You’ve done all the right things to create a successful business. You’ve created a niche for yourself, you’ve gained credibility in your community and you’ve seen your business flourish. Perhaps you even hired an associate or support staff. Now that you’ve built that business from the ground up, your concerns are how you can reduce your tax liability, reward the people that work with you and attract new employees. One of simplest ways to accomplish all of these goals is to have a retirement plan. Yet, even if you have a retirement plan, is it the most efficient plan for the way your company is structured? Most business owners are more concerned with dealing with their clients instead of running a business. Because of this, they find themselves with either no retirement plan or the plan they currently have fails to address their needs in a cost ineffective manner.
A retirement plan is much like insurance policy. Whereas the dynamics of the business, costs of a plan and benefits change, so should the retirement plan? For these reasons, a business owner should evaluate their needs for a retirement plan every few years and make sure its cost and its overall benefit is in line with the business owner. As a business matures or even contracts, the needs of the business owner also change. Therefore, one must look at the overall goals of your particular practice and then evaluate what options exist. All retirement plans are not the same. In fact, there is such a wide variety of retirement plans that learning more about your choices is a good idea. Here’s a brief look at a few of the more popular types of retirement plans and what they have to offer.
The SEP IRA
Typically this is an excellent plan for a self-employed individual or an employer with few employees who is interested in a low-cost solution that enables income deferral. The SEP plan allows the employer to defer up to 25% of compensation but no more than $49,000 (2009).

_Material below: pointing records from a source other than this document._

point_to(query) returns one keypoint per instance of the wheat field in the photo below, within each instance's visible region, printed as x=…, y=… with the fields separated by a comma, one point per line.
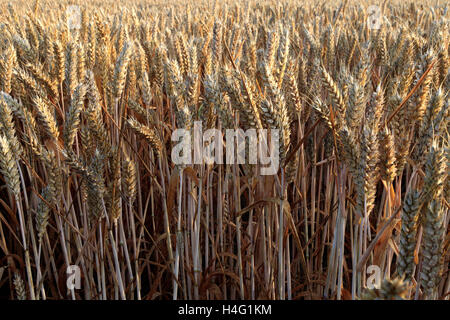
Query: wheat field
x=91, y=94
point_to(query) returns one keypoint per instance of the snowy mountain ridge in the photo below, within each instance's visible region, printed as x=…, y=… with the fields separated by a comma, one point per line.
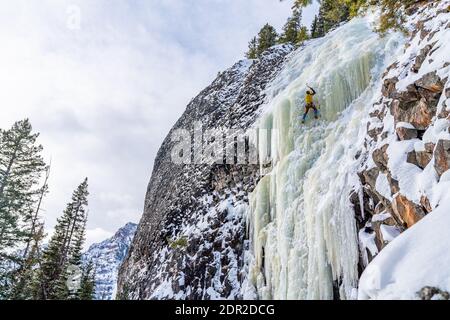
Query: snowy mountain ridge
x=340, y=208
x=107, y=257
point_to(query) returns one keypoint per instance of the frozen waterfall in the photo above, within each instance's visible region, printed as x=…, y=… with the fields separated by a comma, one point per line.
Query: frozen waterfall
x=301, y=226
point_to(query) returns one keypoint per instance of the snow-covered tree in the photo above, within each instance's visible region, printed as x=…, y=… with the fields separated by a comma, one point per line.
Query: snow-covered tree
x=64, y=248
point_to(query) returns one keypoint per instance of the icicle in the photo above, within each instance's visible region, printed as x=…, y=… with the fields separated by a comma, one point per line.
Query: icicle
x=303, y=232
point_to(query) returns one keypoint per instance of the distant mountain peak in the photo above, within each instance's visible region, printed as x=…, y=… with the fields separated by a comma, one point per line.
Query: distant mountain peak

The downfall for this plan is that the employer is also obligated to contribute the same percentage that they to their employees accounts as they would themselves.

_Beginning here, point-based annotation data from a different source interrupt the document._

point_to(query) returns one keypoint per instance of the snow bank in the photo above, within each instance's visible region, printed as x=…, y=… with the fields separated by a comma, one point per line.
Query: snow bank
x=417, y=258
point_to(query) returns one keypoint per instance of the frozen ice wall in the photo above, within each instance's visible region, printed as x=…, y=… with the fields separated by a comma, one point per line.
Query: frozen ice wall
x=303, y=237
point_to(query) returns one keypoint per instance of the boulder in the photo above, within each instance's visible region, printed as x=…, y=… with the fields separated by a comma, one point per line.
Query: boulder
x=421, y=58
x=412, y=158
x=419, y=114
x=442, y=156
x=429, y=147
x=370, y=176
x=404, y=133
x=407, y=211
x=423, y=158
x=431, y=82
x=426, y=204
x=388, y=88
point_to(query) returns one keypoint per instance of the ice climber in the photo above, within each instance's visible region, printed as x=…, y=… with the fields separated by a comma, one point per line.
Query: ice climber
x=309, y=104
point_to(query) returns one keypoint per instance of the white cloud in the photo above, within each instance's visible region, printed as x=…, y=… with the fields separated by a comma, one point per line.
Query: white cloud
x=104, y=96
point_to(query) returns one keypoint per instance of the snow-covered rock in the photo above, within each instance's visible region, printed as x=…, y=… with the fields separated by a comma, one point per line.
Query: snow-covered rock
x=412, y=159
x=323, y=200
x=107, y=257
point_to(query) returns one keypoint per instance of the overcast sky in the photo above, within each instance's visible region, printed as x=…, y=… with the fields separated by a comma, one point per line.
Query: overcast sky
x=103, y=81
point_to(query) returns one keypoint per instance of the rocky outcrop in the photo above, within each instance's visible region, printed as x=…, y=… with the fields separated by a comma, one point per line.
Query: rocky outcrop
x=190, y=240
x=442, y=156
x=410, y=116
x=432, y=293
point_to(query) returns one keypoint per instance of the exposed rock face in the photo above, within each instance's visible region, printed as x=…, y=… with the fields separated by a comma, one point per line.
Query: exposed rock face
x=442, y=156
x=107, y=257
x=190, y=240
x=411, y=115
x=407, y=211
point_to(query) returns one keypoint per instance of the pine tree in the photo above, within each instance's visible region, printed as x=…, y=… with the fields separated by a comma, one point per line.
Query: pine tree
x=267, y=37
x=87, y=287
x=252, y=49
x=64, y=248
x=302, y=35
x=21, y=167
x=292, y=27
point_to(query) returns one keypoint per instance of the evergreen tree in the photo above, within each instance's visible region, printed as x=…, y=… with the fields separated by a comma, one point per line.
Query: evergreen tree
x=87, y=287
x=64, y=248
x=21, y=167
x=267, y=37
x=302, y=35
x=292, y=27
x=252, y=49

Defined Benefit Plan, Traditional or Cash Balance Plan
These types of plans are employer-sponsored retirement plans with benefits determined by a formula that indicates the benefit an employee will receive upon retirement. Usually they are expressed either as a monthly annuity (Traditional Defined Benefit) or a hypothetical lump sum – Cash Balance, of course it is not all milk and honey and you should be wee informed about cash balance plan pros and cons. Firms that find themselves in a situation where there is a disparity in either age, compensation or both will find these retirement plans attractive. Whether or not your business has just began or you are 20 year veteran, retirement plans are one of the easiest ways you can defer income and reward employees at little expense to you and your company. Along the way, you’ve funded your retirement and if planned correctly, you’ve created a larger after tax take home pay for you and your family.